A step forward and the new figure collapsed, now making a kind of sense. One man carrying another. The man on his knees, short, stocky, dark beneath the dust, the face of a clerk rather than a hero, despite his uniform and the sword at his hip. Captain Renprow, adjutant to the marshal in Vermillion, my right hand in organizing the defence.
“No!” If the mirror had truly been a window I might have thrown myself through it. The smaller figure, sent sprawling, rolling among the mirror shards, was twisted as cruelly as any victim upon Cutter John’s table. An old man, deformed, barely able to turn himself, and yet, in that moment as he raised his misshapen head, more noble than any man I’ve seen upon a throne.

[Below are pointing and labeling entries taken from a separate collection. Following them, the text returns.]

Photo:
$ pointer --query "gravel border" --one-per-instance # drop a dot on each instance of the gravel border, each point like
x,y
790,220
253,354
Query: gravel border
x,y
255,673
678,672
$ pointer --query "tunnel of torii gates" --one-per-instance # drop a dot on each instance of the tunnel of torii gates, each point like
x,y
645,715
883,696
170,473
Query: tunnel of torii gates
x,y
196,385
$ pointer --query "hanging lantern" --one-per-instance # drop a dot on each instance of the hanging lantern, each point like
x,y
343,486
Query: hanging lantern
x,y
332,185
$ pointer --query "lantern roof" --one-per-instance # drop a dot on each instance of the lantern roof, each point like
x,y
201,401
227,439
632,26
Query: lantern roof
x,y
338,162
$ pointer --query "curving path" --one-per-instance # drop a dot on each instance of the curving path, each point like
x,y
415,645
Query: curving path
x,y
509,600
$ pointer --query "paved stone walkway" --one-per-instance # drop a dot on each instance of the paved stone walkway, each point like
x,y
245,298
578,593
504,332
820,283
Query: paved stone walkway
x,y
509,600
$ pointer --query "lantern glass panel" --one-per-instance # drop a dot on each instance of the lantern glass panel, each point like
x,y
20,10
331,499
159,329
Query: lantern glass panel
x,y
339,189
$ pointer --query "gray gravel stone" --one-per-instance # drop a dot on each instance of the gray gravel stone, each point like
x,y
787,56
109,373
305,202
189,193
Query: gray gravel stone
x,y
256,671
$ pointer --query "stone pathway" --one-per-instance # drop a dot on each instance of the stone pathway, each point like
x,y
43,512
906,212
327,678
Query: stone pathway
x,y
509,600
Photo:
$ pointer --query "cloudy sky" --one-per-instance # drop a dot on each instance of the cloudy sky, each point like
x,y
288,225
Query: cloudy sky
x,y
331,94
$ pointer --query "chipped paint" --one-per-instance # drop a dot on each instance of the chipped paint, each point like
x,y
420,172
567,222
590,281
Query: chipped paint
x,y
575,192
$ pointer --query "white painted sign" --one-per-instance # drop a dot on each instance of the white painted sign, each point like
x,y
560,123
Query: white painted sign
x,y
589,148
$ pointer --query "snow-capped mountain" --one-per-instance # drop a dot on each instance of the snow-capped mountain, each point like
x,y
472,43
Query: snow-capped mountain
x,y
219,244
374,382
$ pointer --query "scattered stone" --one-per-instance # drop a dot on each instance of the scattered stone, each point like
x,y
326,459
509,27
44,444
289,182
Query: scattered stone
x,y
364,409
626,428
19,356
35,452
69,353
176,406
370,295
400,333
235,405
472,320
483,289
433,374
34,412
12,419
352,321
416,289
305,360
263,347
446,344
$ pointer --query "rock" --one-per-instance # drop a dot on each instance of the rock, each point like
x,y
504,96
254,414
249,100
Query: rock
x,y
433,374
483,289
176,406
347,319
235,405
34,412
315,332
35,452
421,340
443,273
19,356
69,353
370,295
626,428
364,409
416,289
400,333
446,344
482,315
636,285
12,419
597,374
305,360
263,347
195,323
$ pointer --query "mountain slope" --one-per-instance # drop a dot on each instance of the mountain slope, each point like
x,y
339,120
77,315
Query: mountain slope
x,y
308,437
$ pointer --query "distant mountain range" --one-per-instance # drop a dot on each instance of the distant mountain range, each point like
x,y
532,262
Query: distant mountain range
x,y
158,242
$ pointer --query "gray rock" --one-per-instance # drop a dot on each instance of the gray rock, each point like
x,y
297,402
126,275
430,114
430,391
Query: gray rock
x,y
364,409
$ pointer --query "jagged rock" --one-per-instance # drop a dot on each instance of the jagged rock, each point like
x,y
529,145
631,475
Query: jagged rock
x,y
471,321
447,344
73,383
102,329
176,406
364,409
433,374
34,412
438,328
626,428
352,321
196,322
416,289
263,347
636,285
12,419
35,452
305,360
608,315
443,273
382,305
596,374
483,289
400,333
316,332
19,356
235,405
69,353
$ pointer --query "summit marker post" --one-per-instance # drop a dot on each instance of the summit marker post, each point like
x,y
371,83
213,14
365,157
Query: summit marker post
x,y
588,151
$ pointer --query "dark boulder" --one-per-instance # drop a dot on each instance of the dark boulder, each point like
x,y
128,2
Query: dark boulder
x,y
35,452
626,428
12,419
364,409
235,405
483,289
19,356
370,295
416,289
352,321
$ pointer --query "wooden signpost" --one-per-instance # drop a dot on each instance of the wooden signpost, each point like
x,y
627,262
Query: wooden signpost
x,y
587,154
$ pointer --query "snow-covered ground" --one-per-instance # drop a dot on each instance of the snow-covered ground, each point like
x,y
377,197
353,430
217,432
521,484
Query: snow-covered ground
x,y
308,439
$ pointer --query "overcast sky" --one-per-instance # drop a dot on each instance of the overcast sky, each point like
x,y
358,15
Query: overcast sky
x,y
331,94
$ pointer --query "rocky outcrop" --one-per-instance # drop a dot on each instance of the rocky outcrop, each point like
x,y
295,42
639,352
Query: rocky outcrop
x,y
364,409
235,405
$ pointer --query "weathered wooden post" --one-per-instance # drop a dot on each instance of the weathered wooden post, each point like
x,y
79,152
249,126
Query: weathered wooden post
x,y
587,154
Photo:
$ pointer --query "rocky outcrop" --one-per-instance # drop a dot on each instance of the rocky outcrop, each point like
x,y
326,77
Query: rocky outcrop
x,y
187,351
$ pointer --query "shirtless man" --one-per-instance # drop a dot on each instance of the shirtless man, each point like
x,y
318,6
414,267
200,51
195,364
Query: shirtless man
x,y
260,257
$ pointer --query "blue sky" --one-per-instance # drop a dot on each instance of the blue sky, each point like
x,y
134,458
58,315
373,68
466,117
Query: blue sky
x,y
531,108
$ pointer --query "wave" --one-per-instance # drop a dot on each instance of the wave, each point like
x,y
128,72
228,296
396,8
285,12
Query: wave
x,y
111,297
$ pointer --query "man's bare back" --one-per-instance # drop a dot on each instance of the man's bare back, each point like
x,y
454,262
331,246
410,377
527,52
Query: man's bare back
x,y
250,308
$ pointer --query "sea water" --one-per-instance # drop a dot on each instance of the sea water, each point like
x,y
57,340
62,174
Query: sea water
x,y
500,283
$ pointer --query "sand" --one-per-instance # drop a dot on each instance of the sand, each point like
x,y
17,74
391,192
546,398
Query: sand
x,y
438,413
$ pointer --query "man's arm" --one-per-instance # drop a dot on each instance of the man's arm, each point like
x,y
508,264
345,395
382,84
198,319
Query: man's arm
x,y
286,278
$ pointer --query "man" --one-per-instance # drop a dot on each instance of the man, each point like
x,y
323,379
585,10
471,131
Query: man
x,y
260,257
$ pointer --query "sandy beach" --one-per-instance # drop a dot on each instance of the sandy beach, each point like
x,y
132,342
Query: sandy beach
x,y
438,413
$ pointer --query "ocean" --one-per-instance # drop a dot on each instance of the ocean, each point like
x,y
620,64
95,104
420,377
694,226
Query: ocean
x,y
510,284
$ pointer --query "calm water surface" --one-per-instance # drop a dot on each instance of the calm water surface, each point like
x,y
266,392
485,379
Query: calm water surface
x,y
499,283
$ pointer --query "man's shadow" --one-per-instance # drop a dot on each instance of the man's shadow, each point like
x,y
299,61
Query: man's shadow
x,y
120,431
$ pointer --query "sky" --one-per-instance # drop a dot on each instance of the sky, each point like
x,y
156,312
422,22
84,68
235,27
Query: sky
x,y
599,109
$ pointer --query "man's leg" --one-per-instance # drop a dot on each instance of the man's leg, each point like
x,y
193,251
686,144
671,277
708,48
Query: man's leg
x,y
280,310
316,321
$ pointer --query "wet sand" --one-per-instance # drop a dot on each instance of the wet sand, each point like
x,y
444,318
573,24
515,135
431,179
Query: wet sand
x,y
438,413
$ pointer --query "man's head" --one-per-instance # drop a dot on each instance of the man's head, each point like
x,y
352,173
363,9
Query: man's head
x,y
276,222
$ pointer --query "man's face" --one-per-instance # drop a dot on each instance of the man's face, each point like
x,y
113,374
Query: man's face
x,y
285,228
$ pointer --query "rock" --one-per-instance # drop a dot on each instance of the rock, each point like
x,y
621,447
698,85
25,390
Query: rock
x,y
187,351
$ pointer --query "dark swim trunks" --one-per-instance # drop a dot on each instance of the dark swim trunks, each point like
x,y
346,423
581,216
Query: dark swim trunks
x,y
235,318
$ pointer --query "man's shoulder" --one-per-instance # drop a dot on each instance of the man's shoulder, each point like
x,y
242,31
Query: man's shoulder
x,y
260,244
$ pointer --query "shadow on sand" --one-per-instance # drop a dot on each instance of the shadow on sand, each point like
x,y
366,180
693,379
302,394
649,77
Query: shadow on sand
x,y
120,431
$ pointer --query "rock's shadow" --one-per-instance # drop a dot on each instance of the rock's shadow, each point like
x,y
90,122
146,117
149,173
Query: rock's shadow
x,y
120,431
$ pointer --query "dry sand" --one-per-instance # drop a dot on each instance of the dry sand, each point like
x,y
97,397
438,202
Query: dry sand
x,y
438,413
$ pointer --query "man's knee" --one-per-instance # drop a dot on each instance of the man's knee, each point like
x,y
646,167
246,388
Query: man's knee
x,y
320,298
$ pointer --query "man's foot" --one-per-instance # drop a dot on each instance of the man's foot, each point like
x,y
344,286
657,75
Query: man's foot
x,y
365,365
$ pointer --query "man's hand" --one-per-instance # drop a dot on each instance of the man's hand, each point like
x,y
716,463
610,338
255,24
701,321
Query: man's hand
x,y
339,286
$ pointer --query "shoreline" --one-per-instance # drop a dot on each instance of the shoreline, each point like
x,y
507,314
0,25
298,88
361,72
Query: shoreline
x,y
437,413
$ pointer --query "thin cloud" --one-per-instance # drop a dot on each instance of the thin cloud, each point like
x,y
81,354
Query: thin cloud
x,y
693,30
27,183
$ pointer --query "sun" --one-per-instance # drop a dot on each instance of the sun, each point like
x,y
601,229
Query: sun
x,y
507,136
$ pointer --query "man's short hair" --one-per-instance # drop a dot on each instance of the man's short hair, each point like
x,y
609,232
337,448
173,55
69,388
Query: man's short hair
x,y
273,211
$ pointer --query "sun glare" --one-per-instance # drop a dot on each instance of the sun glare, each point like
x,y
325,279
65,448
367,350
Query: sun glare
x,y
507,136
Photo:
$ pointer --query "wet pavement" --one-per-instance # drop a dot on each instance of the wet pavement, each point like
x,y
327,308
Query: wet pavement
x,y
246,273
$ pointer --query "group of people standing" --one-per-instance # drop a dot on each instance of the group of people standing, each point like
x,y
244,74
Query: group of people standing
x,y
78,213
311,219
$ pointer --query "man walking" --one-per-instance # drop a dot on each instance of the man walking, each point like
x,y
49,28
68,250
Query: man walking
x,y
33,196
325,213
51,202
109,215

“Madam.” Garyus’s voice came rough from his throat. The journey from Red March could not have been easy on him—the journey from the base of the tower still less so. “You underestimate how much a son of Kendeth is prepared to sacrifice for his sister.”
One twisted hand reached out and old fingers with over-large knuckles wrapped around the Silent Sister’s ankle. I saw the pain of even that small action in his face—the cold had always troubled Garyus’s joints, and in Slov the winter has teeth.
The Silent Sister flexed her shoulders then straightened her arms, head still lowered. The sound of shattering filled the air. She got to her knees, drawing in a rattling breath.
“Down!” The Lady Blue brought both hands together as if crushing something between them.
The Silent Sister stood, a slow, deliberate motion, accompanied at each stage by the sound of glass breaking until there was nothing left to break. In the Lady Blue’s hands the last two looking-glasses shattered. The Lady spread her fingers with a gasp and shards of mirror tinkled down amid dripping blood, her palms sliced by the fragments.